Woman’s Link to Murder Bars Insurance Recovery

(CN) - An Arizona woman cannot collect life insurance for her husband's death, because she was suspected of being involved in his murder, the Arizona Court of Appeals ruled.

Adolfo Suarez was shot to death in his home in 2004. His wife, Luz Ballesteros-Suarez, was the beneficiary of his life insurance policies.

Though she was not convicted of killing her husband, the trial court found evidence to determine that she was responsible for his death.

The decedent's sister, Cruz Antonia Suarez Castro, sued to bar Luz from collecting the insurance benefits. At one point, Luz offered Castro money to not stand in the way of her collecting the benefits.

Luz and her son, Miguel, would not testify at the civil trial and invoked their Fifth Amendment rights.
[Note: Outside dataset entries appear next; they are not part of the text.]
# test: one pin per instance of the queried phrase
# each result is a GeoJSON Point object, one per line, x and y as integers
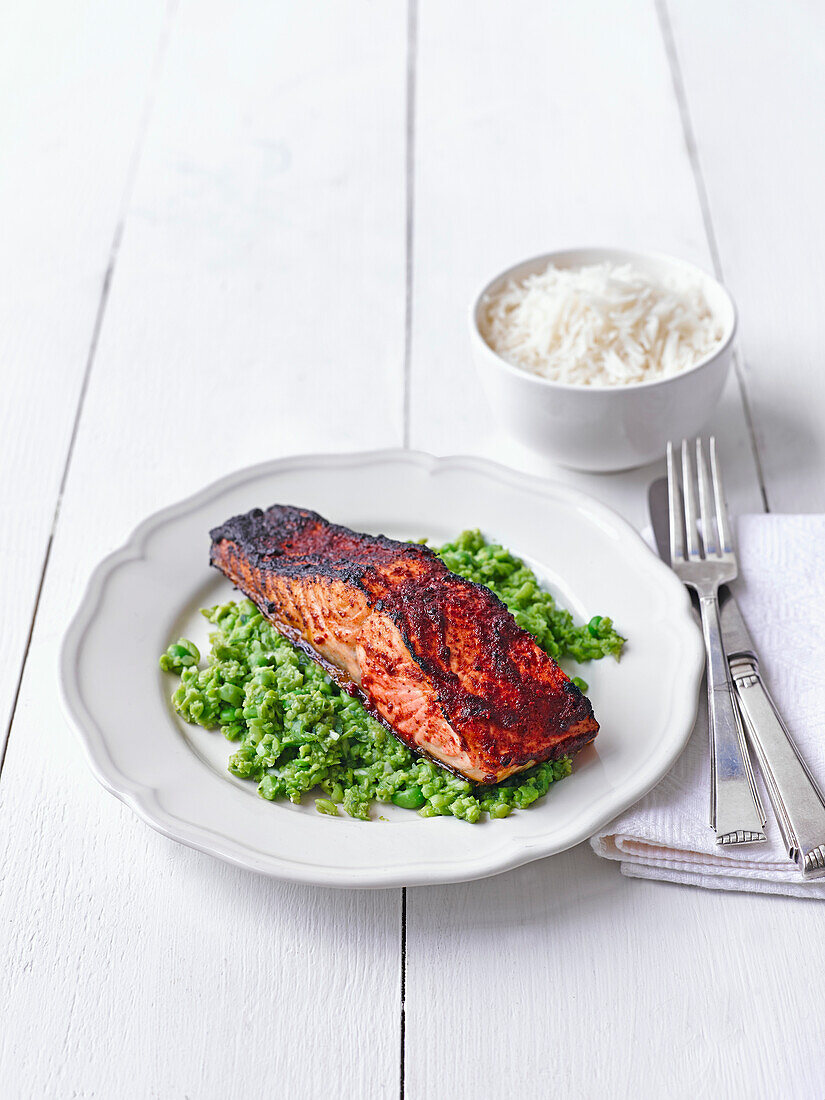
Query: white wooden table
{"type": "Point", "coordinates": [235, 231]}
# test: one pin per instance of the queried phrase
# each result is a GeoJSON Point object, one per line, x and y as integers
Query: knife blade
{"type": "Point", "coordinates": [796, 800]}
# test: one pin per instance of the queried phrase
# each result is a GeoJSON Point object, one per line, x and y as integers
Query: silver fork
{"type": "Point", "coordinates": [736, 810]}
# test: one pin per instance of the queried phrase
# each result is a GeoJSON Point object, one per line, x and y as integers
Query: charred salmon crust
{"type": "Point", "coordinates": [438, 659]}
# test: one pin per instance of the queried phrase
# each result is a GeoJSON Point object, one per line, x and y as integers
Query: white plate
{"type": "Point", "coordinates": [174, 776]}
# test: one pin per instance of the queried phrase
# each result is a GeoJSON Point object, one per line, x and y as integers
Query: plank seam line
{"type": "Point", "coordinates": [410, 190]}
{"type": "Point", "coordinates": [690, 141]}
{"type": "Point", "coordinates": [113, 252]}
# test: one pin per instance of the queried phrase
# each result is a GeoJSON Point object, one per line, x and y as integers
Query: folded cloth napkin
{"type": "Point", "coordinates": [781, 593]}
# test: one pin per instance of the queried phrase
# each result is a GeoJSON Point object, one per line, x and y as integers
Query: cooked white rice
{"type": "Point", "coordinates": [606, 325]}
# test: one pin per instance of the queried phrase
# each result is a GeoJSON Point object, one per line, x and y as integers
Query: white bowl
{"type": "Point", "coordinates": [609, 427]}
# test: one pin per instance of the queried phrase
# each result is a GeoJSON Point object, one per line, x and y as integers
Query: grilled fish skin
{"type": "Point", "coordinates": [437, 658]}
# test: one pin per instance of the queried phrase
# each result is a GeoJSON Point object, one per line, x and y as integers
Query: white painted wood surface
{"type": "Point", "coordinates": [265, 167]}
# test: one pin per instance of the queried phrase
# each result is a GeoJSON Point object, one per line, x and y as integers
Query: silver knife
{"type": "Point", "coordinates": [796, 800]}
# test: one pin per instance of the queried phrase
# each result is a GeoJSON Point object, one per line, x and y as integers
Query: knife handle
{"type": "Point", "coordinates": [796, 800]}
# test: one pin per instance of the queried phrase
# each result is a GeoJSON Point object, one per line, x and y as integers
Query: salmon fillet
{"type": "Point", "coordinates": [438, 659]}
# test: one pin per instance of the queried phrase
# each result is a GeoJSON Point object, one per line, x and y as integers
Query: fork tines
{"type": "Point", "coordinates": [704, 535]}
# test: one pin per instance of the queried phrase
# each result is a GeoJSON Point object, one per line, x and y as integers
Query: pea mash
{"type": "Point", "coordinates": [297, 732]}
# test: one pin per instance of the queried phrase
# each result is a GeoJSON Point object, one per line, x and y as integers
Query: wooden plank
{"type": "Point", "coordinates": [754, 90]}
{"type": "Point", "coordinates": [534, 132]}
{"type": "Point", "coordinates": [546, 127]}
{"type": "Point", "coordinates": [73, 81]}
{"type": "Point", "coordinates": [256, 308]}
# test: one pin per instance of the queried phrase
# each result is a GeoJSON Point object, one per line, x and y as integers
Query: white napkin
{"type": "Point", "coordinates": [781, 593]}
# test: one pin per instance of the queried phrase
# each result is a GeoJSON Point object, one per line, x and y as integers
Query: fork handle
{"type": "Point", "coordinates": [793, 792]}
{"type": "Point", "coordinates": [736, 810]}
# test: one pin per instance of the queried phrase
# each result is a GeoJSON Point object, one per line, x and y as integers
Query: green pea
{"type": "Point", "coordinates": [411, 799]}
{"type": "Point", "coordinates": [326, 806]}
{"type": "Point", "coordinates": [231, 694]}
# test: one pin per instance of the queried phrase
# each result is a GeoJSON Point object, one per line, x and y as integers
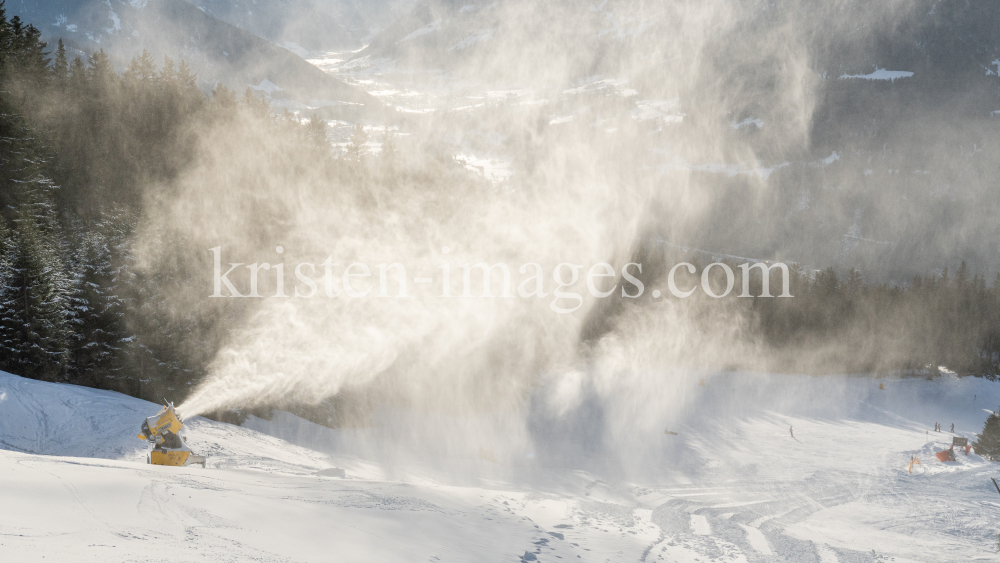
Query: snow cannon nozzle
{"type": "Point", "coordinates": [163, 431]}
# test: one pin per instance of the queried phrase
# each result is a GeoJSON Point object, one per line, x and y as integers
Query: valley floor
{"type": "Point", "coordinates": [742, 489]}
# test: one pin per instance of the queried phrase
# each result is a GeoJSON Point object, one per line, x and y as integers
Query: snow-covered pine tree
{"type": "Point", "coordinates": [987, 444]}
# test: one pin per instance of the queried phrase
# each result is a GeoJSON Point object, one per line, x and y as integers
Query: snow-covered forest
{"type": "Point", "coordinates": [90, 153]}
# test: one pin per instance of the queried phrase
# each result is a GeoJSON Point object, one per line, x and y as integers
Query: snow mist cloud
{"type": "Point", "coordinates": [593, 181]}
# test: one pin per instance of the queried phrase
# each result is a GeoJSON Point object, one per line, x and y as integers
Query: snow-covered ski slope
{"type": "Point", "coordinates": [733, 485]}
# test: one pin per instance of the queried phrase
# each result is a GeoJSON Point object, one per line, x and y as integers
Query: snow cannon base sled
{"type": "Point", "coordinates": [163, 431]}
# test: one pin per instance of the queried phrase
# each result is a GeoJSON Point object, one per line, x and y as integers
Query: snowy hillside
{"type": "Point", "coordinates": [731, 485]}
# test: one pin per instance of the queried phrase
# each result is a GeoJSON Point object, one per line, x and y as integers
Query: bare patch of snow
{"type": "Point", "coordinates": [429, 28]}
{"type": "Point", "coordinates": [881, 74]}
{"type": "Point", "coordinates": [756, 122]}
{"type": "Point", "coordinates": [480, 36]}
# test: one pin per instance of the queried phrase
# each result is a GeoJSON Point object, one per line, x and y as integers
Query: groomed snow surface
{"type": "Point", "coordinates": [74, 485]}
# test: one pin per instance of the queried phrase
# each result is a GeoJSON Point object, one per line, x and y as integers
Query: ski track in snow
{"type": "Point", "coordinates": [76, 486]}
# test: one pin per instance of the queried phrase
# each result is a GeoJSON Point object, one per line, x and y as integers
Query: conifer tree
{"type": "Point", "coordinates": [60, 66]}
{"type": "Point", "coordinates": [987, 444]}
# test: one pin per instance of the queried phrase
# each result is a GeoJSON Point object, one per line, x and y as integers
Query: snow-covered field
{"type": "Point", "coordinates": [733, 485]}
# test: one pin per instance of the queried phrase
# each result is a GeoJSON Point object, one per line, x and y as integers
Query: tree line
{"type": "Point", "coordinates": [82, 145]}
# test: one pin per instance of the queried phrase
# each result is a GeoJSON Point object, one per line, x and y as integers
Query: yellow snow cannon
{"type": "Point", "coordinates": [163, 431]}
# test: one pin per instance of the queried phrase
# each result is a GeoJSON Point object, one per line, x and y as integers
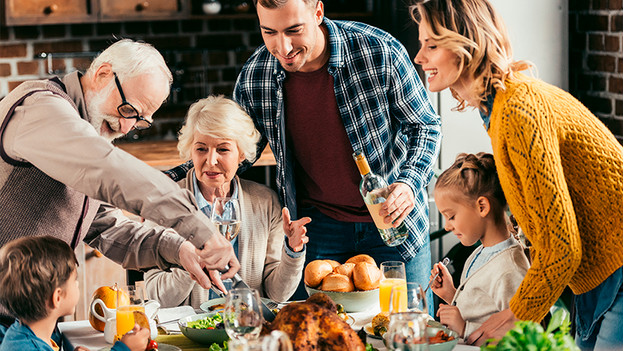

The trial court also determined that the decedent's signature on an insurance policy was forged. Suarez was illiterate and could only print his name. Also, his first name was misspelled as "Aldolfo."

Judge Portley agreed with the trial court that there was enough evidence to trigger the slayer statute and bar Suarez's recovery of funds.

"Although there was no direct evidence that Mrs. Suarez killed her husband," Portley wrote, "there was circumstantial evidence that she was responsible for his death; namely, the forged change of the beneficiary form, and Mrs. Suarez's attempt to convince Ms. Castro not to challenge her efforts to recover the insurance proceeds."

Portley also wrote that probable cause to arrest is not needed to trigger the slayer statute; a preponderance of the evidence is sufficient.

The appeals court also rejected Suarez's argument that she was entitled to the insurance proceeds because the premiums were paid out of shared marital funds.

"It is clear that Mrs. Suarez did not have any community interest in the insurance proceeds before her husband was murdered," the judge wrote, "and had he lived, there would be nothing to collect."